Was mich zum Nachdenken bringt, ist wie klar ich jetzt auf manche Szenen blicke & denke „Geht ja gar nicht.“ Und wie sehr ich weiß, dass ich genau das mal so mochte. Beides war weder richtig noch falsch. Wenn man ein paar Bücher gelesen & die Gender Studies Kurse nicht geschwänzt hat & seine Tage in der Twitter-Filterblase verbringt, neigt man manchmal dazu, den Belehrbären zu geben. Und zu denken: „Das müssen die doch sehen.“ Jetzt das alles nochmal zu schauen zeigt mir: Tun die meisten nicht. Habe ich auch nicht. Was nicht heißt, dass man aufhören sollte, darauf hinzuweisen. Im Gegenteil. Aber ich gelobe innerlich in Zukunft ein bisschen mehr Gelassenheit mit anderen.
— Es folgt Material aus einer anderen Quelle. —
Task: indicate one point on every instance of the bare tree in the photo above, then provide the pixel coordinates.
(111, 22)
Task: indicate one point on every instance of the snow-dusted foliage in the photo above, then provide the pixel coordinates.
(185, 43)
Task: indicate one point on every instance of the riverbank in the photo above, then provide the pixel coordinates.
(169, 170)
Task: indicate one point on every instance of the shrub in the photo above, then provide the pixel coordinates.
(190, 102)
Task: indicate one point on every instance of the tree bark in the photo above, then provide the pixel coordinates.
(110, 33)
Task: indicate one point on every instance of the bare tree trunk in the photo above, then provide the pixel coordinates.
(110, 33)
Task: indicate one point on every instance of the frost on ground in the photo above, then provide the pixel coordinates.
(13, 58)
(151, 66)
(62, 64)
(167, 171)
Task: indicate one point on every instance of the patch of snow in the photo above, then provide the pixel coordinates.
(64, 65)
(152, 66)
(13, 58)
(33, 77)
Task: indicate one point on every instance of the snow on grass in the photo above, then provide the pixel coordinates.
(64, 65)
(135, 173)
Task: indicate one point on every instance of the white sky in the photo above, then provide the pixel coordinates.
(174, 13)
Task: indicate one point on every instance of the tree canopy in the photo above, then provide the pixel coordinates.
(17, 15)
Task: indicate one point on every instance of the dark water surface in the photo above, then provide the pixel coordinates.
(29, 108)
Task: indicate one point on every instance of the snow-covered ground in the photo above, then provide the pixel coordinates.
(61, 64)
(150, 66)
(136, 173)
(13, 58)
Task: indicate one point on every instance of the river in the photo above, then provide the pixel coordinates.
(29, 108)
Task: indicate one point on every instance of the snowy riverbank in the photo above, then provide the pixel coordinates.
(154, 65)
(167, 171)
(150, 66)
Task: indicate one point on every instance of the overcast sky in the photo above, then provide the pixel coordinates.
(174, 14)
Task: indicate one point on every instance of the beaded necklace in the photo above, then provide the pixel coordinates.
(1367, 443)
Und ich werde mich bei Miranda entschuldigen. Mit ihrer nur marginal ausgebildeten Shoppingsucht, ihrem Anwaltsberuf  & am Ende Mann, Kind & Hund (inklusive der einhergehenden Nervenzusammenbrüche) war sie die coolste der Freundinnen. Miranda war die Sheryl Sandberg des Big Apple. Es tut mir leid, Miranda. Ich konnte dich nicht sehen, weil Charlottes Rehaugen im Weg waren. Aber jetzt weiß ich es besser.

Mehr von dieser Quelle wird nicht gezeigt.